Hi, all,
I'm currently baking my normals in Xnormal and 3ds max, but i'm getting this small distortions/strechting on some area's of my normal map.
I was wondering were this is coming from? Is this cage problem? I have no strecting going on with my uv's. Also my cage looks fine. I am using mirrored uv's. There'arent any overlapping uv's. I also did reset xform.
I also added some more vertices on the problem spot as it can project better.
Any ideas?
Replies
Stretching is normal, it is normally due to the UV's not matching the exact shape of the faces on the mesh, which is unavoidable in some cases and perfectly normal. In most cases its desirable because it will account for the UV's not being a perfect match.
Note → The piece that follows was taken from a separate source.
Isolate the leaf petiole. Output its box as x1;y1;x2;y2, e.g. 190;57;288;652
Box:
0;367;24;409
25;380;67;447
It looks like you straightened some of your UVs and that might have introduced some stretching. If have a quad that on the model looks a lot more like a trapezoid and in the UV layout its a square you get that weird stretching you have in the bottom arrow of your example.
You might be able to tweak the UV's and rebake getting better results, but if you corrected only on the normal map it would be off. Still before you get too far check it on the main model, unless you are creating flat surfaces like a wall or floor tile, there is going to be some stretching in the normal map.
I think there shouldn't be any stretching going on if my u'v are straight and mapped correctly. I have just selected the problem area's (faces) and delete all others. The result is very straight and clean normal map. So how is this possible? To me it looks like something is messing it up as soon the other faces are connected.
I did a quick bake of a proper cage vs a cage with a single vert nudged to one side:
But to piggyback on what Mark Dygert said, sometimes stretching is fine. If it looks good on your model, then it doesn't necessarily matter how it's showing up on the map.
The stretching can be introduced by the shape of the UV's. Straightening edges on the UV layout makes a messy normal map but it works out ok on the final model, Although it takes more pixels to accurately capture the squared off UV's so in general its wise to keep the shape of the UV piece as close to the shape of the actual face on the model as close as possible. But when you start working with complex shapes that wrap around odd angles you have to accept some amount of stretching, otherwise you have to break off each polygon into its own texture space and get it to match exactly the shape of the actual geometry.
The more seams you have, the higher the total number of verts in the engine, the slower things go. So you have to balance performance and workability with something that "looks right" to you.
Stretching can come from the angle of the cage projection like Bartalon talked about. If the stretching comes from the cage its because its having to average around an angle, it won't capture like a flat surface. In those cases it is very rare that it will look like a normal map taken from a flat surface unless you add a few edges to the edges of the low poly so the normal projection hits at more of a 90 degree angle instead of at a lesser angle.